Mary Wells, the engineering department's associate dean of outreach, says the number is "a significant increase" over last year, when 21 per cent of the first year students were women.

"I graduated in the late 80s, and when I graduated we had about 14 per cent women," said Wells, who studied engineering at McGill University in Montreal.

Wells suggested the percentage of women enrolled in engineering programs had reached the low 20s by the early 2000s, but then fell again after the dot-com bubble burst. 

By 2008, a year after Wells started her role as associate dean in the engineering department at the University of Waterloo, only 16 per cent of first-year engineering students were women. 

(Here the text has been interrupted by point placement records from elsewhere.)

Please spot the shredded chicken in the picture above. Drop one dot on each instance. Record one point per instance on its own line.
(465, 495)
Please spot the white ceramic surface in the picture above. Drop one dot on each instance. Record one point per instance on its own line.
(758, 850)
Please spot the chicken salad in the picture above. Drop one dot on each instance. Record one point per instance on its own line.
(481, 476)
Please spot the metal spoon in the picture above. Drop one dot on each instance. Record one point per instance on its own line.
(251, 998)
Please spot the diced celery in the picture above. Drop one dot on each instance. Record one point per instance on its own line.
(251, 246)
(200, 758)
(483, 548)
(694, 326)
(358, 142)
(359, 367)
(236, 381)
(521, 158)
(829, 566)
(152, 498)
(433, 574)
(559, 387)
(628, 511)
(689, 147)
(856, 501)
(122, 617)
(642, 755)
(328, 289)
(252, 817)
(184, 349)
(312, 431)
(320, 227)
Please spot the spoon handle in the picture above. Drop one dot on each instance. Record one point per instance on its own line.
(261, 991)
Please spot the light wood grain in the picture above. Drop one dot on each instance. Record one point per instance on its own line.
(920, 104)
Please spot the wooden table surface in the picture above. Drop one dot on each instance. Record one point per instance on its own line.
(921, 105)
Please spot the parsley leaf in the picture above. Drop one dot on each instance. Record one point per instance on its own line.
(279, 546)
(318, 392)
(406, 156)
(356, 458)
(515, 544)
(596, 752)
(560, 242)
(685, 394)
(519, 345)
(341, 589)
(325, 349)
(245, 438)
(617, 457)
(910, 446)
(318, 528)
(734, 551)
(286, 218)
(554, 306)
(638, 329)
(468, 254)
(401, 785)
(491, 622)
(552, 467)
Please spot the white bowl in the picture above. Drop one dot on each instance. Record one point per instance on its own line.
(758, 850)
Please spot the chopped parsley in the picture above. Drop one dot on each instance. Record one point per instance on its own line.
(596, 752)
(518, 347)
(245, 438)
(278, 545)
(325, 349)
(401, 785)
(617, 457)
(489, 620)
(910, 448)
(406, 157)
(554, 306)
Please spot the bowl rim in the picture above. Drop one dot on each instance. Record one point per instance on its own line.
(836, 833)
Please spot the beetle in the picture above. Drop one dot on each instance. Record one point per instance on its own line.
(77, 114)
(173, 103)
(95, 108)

"Over the past 7 to 8 years, we've seen a significant increase from about 16 per cent up to this year, this high of 27 per cent. If you look at the numbers the engineering programs at Waterloo and across Ontario have been expanding, so there's been an even larger increase if you think about the numbers," said Wells, in an interview with Craig Norris on The Morning Edition Friday.

Wells says that outreach programs that target young women have been helpful in increasing enrolment. 

Wells heads up Ontario Women in Engineering (ONWiE) a group that has designed outreach programs like Go Eng Girl, which takes place across the province every October and showcases engineering to girls in Grades 7 to 10.

Go Eng Girl is celebrating its tenth anniversary this year, and over 7000 girls have taken part in the program. 

"We always run a survey at the end, and every time I read the responses I just realize how worthwhile the program is. For many of them, they say, 'I thought engineering was for boys, I've now realized it's for girls as well,'" said Wells.

She says girls were also surprised to find that engineering could be collaborative and people-oriented, and were interested to see the impact engineers can have on the world.

"When I graduated with the 14 percent, you might have been in a class of a hundred people where there were only four women. In that kind of a situation, when you're in the minority like that, you really may feel like, 'Is this the place for me? Can I really belong?'" said Wells. 'Whereas if you've got percentages of 20,25 per cent, you're in a situation where you don't feel like you're not in the minority as much."